Ils descendirent les marches du premier embarcadère et coururent tout au bout. Le griffon piqua vers eux en dardant ses griffes meurtrières. Au moment où Hazel brandissait sa spatha, un rempart d’eau glacée gifla le monstre par le côté et l’envoya dans la baie. Il battit des ailes et poussa un cri rauque. Puis il parvint à se hisser sur l’embarcadère, où il s’ébroua comme un chien mouillé.
— Bien joué, Percy, dit Frank.
— Ouais. J’étais pas sûr que ça marche encore en Alaska. Mais la mauvaise nouvelle c’est que… regardez.
À environ huit cents mètres, un nuage noir tourbillonnait au-dessus des montagnes – c’était une immense bande de griffons, qui affluaient par dizaines. Il était hors de question d’en affronter un aussi grand nombre, et impossible de leur échapper assez vite en bateau.

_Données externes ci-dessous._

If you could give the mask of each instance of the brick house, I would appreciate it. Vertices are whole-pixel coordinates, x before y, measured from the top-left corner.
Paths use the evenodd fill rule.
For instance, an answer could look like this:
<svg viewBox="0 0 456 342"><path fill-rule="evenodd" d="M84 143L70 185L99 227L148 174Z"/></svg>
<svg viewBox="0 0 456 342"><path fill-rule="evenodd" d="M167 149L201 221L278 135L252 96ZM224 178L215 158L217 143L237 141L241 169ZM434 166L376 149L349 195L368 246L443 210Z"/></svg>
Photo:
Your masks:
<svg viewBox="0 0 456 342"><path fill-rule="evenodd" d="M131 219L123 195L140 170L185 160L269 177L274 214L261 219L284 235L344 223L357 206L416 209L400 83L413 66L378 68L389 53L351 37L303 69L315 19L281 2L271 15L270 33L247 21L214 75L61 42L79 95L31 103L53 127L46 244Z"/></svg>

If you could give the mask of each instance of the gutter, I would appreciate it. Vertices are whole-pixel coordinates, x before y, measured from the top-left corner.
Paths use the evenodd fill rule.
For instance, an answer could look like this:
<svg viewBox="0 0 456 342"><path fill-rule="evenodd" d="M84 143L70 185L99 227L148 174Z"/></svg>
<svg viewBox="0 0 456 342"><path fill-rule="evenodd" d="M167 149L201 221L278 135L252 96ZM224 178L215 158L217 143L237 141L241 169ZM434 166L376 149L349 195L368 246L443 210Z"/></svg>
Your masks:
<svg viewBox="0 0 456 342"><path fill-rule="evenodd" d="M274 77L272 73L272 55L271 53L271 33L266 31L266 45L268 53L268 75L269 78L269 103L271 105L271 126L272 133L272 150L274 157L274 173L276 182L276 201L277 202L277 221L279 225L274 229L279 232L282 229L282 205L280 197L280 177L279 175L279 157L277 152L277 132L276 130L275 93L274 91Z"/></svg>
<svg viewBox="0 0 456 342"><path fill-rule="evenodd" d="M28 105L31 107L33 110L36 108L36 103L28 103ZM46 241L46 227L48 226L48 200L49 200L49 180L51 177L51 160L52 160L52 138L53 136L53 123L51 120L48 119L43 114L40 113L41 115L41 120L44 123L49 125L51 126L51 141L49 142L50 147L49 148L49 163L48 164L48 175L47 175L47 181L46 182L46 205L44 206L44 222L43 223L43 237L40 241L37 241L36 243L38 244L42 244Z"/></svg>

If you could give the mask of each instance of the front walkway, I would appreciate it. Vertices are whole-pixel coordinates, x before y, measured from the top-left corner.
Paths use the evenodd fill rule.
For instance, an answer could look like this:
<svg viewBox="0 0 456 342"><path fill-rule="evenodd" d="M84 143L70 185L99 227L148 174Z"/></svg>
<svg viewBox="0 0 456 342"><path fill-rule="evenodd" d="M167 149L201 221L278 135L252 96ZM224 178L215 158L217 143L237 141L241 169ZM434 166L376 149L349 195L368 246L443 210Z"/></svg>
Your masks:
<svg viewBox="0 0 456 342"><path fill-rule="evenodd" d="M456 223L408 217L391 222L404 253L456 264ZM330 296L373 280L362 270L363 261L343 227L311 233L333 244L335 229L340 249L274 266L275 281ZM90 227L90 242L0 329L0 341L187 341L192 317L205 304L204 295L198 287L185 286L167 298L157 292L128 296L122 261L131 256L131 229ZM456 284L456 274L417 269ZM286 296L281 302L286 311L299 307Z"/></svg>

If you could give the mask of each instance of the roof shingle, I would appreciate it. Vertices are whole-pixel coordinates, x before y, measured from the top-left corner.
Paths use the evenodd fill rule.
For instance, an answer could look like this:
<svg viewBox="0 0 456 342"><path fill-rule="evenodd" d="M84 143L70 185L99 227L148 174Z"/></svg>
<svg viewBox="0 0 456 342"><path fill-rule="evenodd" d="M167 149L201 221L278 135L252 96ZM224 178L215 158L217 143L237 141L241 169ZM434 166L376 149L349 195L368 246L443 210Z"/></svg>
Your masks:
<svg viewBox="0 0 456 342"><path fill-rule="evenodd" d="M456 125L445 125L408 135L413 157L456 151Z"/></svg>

Frank encocha une nouvelle flèche.
— Je ne vais pas me laisser tuer comme ça ! dit-il.
— Bien d’accord, acquiesça Percy en levant Turbulence.
Alors Hazel entendit un bruit lointain – comme un hennissement. Encore un tour de son imagination, se dit-elle. Pourtant, avec l’énergie du désespoir, elle cria :
— Arion ! On est là !
Une forme fauve et floue survola la rue en flèche et rasa l’embarcadère. L’étalon se matérialisa juste derrière le griffon, abattit les sabots de devant et fit voler le monstre en poussière.
Hazel n’avait jamais été aussi heureuse de sa vie.
— Quel bon cheval ! Quel bon, bon cheval !
Frank recula et faillit tomber à l’eau.
— Comment… ? bafouilla-t-il.
— Il m’a suivie, expliqua Hazel, rayonnante. Parce que c’est le meilleur cheval… AU MONDE ! Maintenant, montez !
— Tous les trois ? demanda Percy. Tu crois qu’il peut ?
Arion poussa un hennissement indigné.
— Bon, bon, c’est pas la peine d’être grossier, dit Percy. Allons-y.
Ils montèrent tous les trois, Hazel en tête, Percy et Frank en équilibre précaire derrière elle. Frank passa les bras autour de sa taille et Hazel songea que s’il fallait que ce soit sa dernière journée sur terre, ce ne serait pas une mauvaise façon de partir.
— Fonce, Arion ! s’écria-t-elle. Au glacier Hubbard !
L’étalon s’élança au ras des flots ; ses sabots, effleurant l’écume, soulevaient un sillage de vapeur.